7 réflexions au sujet de « Suicide assisté : les effets psychologiques sur les proches »

  1. Je suis tout à fait contre l’euthanasie, je ne m’étonne pas des conclusions de cette étude, et je comprends de manire générale (et je défends) la nécessité d’argumenter sur la base d’arguments non religieux. Cela dit, je pense que l’articulation »arguments en faveur du bien-être »/ »arguments en soutien de l’enseignement de l’Eglise » pose question. C’est pourquoi je mets en lien en commentaire d’un billet féministe tout à fait contraire dans son discours à la position de l’Eglise, mais qui a l’imense mérité d’être serein , argumenté, et pointant de vrais questions, mon analyse de ce qui me parait être des limites dans l’argumentation actuelle des catholiques(et que tu connais au moins partiellement, vu que je t’ai forcé à en lire les premiers paragraphes quasiment le couteau sous la gorge la dernière fois que nous nous somme vus IRL 😉 )… http://cafaitgenre.org/2012/09/10/leglise-catholique-et-la-blessure-insurmontable-de-lavortement/#comment-1511

  2. Correction: « je comprends de manière générale (et je défends) la nécessité d’argumenter sur la base d’arguments non religieux » : mais néanmoins articulé au religieux (je sous cris à l’argumentation de Baroque et Fatigué sur la nécessité de ramener in fine à la relation personnelle à Dieu, même si ce la doit prendre une forme graduelle, et s’adapter au stade de cette relation propre à chaun, ce qui nécessite un discours philosophique et scientifique adapté aux exigences actuelles, ce qui n’es malheureusement pas toujours le cas dans l’argumentaire catholique actuel…

  3. Salut Charles,

    merci pour cet article. Je me méfie toujours des sondages, à qui on fait dire tout et son contraire, l’ADMD en est le spécialiste.

    Et tu mets bien le doigt sur ce que j’ai appelé l’indignité de l’ADMD (et des autres) : à savoir l’argument économique, encore peu énoncé, mais qu’on voit poindre de ci de là. C’est à ces signaux-là qu’on peut juger que l’humanité pourrait tomber bien bas…

  4. Oui, bien sûr. Vous avez raison de noter le rôle de pressions économico-sociales extérieures à l’entourage des patients: car spontanément, le coeur et la raison butent tellement contre un pronostic fatal….

  5. bonsoir, je viens de lire votre article et je peux vous dire à quel point il est difficile de trouver un article ne vantant pas les « mérites » du suicide assisté. Cette ambiance « pro suicide assisté et euthanasie » me révolte. Elle me révolte plus particulièrement car je viens de la vivre. Ma mère vient de nous quitter en ayant fait appel à une de ces entreprises suisses contre notre avis. Pour cette mort « digne » comme ils aiment le dire ils lui ont réclamé 7000 euros….et oui tout à un prix ! elle était atteinte d’une maladie dégénérative incurable un stade très avancé. Malheureusement, elle n’était plus en mesure de prendre des décisions éclairées et s’est laissée influencer par son entourage qui n’a cessé de lui envoyer le message « qu’en effet sa vie devait être insupportable ». Ces entreprises revendiquent le droit de « choisir ». Mais sérieusement lorsqu’on souffre psychologiquement et /ou physiquement est on vraiment en mesure de choisir ? je vous rejoins pleinement et je suis « rassurée » de lire qu’il y a encore des gens qui réfléchissent avec humanité. Continuez à publier, écrire, c’est important !

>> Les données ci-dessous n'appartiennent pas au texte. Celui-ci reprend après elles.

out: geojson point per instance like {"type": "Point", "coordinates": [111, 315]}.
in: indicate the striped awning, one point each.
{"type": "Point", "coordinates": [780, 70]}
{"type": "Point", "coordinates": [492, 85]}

  6. Je ne doute pas qu’il se trouvera quelqu’un, côté ADMD, pour prétendre que c’est la réprobation sociale qui provoque le traumatisme, comme les jusqu’au-bout-istes de l’IVG prétendent aujourd’hui que ce sont les expressions « détresse » et « IVG de confort » qui traumatisent les jeunes femmes qui viennent d’avorter et que bien entendu l’IVG serait anodine.

    Toutes ces revendications se font toujours sur la négation de la souffrance réelle des personnes.. donc n’espère pas trop que cet argument fasse mouche.